Q2 2025 earnings summary
3 Mar, 2026Executive summary
Announced intention to move primary listing to the U.S. to align with operational focus and enhance capital market access.
Sunbelt 4.0 strategic plan execution underway, supporting growth across all geographies.
Group rental revenue rose 6% and total revenue increased 2% year-over-year, with U.S. rental revenue up 5% despite local construction market softness.
EBITDA grew 4% to $2,698m, with strong free cash flow of $420m, reversing a prior outflow.
Adjusted pre-tax profit declined 4% to $1,255m, and EPS fell 5% to 213.6¢.
Financial highlights
Group rental revenue up 6% and total revenue up 2% year-over-year for the first half; first half revenue $5,695m.
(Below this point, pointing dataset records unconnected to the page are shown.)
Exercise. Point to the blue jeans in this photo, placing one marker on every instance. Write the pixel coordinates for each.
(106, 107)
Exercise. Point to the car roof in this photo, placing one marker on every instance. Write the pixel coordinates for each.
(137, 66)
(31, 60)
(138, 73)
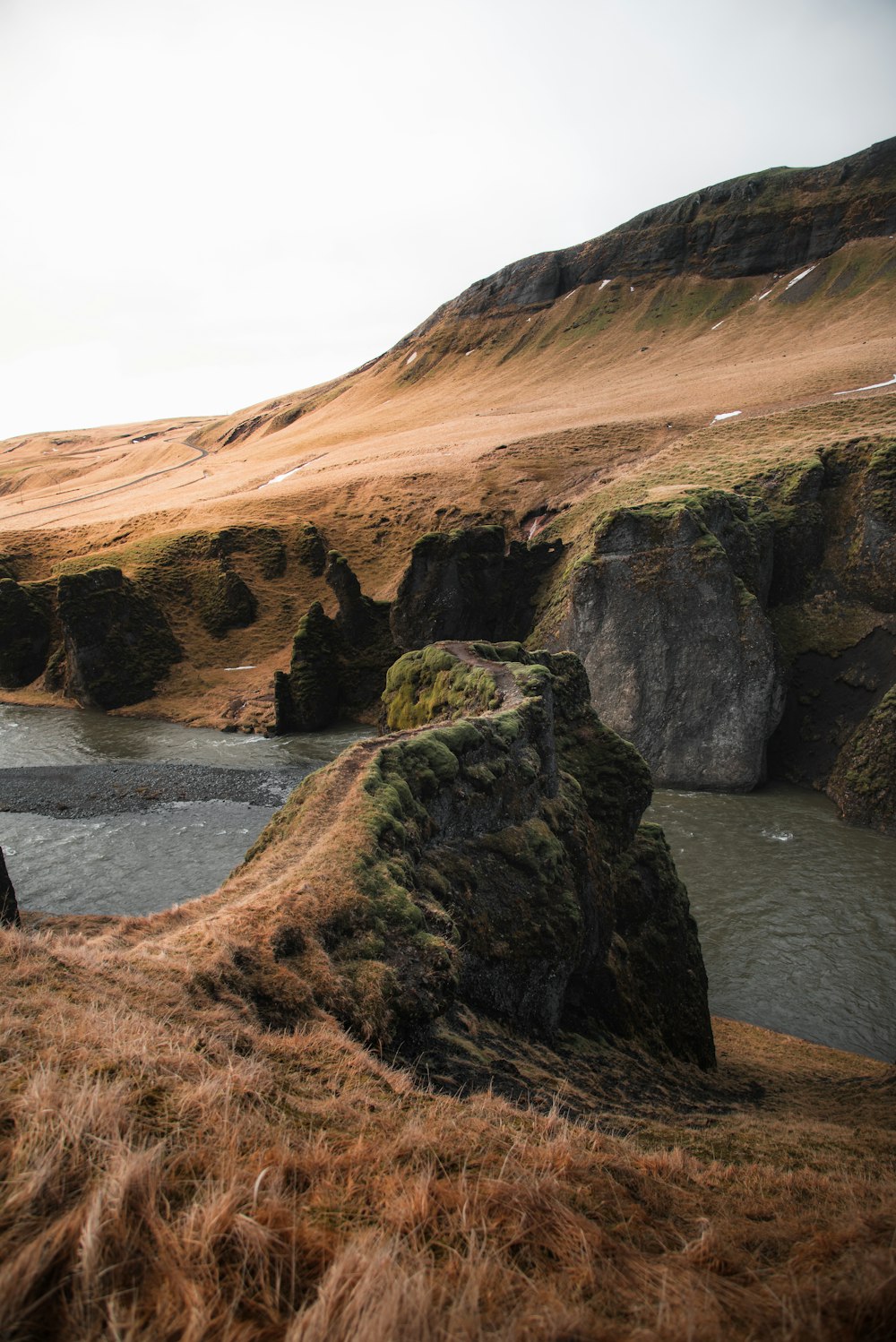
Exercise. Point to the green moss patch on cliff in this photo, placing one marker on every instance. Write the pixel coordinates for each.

EBITDA margin improved to 47.4%; operating profit margin at 27.1%.
Net debt to EBITDA at 1.7x, within target range; net debt at period end $10,945m.
Capital expenditure totaled $1.7bn, with 36–47 new locations opened in North America.
Lower used equipment sales resulted in gains of $35m, down from $113m last year.
Outlook and guidance
U.S. rental revenue growth guidance revised to 2–4% for the year; group guidance to 3–5%.
CapEx guidance reduced to $2.5–2.7bn, down from previous $3.0–3.3bn.
Free cash flow for the year expected around $1.2–1.4bn.
No expectation for local construction market rebound before late 2025.
Outlook remains positive, supported by mega projects and Sunbelt 4.0 initiatives.